Fazit: Kompetenz darf man keine erwarten, ansonsten für den Spontan-Kauf o.k.


----------



## Froschel (25. April 2005)

so viel ich weiß gibt es ja sowieso ein Rückgaberecht bis 2 Wochen, also musste Velo-disc das Rad zurücknehmen. 
Wenn ein Rad nach einer Woche umgetauscht werden soll, und natürlich ohne Abnutzungserscheinungen ist, muß jeder Händler das Rad zurücknehmen, denke das ist keine Besondere Kulanz von Velo-disc.



-_-


----------



## knoflok (25. April 2005)

@froschel: 

zielst du auf das so genannte Fernabsatzgesetz? Das besagt, das bei einkäufen via Internet (und Telefon) der Anbieter verpflichtet ist, das Gekaufte innerhalb von 2 Wochen zurückzunehmen; 
Allerdings eben *Fern*absatzgesetz;
also der Einzelhandel ist dazu nicht verpflichtet.

Gruß
m


----------



## fez (25. April 2005)

ja, das stimmt - es sei denn es liegt ein Mangel vor, was ja nicht der Fall war. 
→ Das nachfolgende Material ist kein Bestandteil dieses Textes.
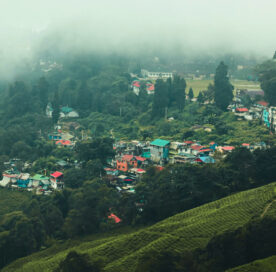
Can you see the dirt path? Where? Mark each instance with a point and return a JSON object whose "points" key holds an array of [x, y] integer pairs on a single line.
{"points": [[266, 208]]}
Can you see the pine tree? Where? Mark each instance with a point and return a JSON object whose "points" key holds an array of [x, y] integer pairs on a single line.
{"points": [[56, 108], [223, 88], [191, 93], [160, 99], [200, 97]]}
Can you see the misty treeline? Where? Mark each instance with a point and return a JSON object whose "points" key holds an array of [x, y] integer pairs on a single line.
{"points": [[83, 207]]}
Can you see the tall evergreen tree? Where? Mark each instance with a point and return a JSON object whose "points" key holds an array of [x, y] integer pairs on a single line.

Allerdings ist jeder Einzelhändler gut beraten hier sich kulant zu zeigen - denn unzufriedene Käufer geben ihre negativen Erfahrungen gerne weiter - was garnicht gut fürs Geschäft ist...


----------



## specialist (25. April 2005)

fez schrieb:
			
		

> ja, das stimmt - es sei denn es liegt ein Mangel vor, was ja nicht der Fall war.


Da muss ich fez zustimmen. Mein Bruder ist ja auch schon mit dem Rad eine Woche gefahren. Das war unproblematisch kulantes Verhalten. Ich denk´auch, wenn die ihren Laden verbessern wollen sind sie so besser beraten.

speci


----------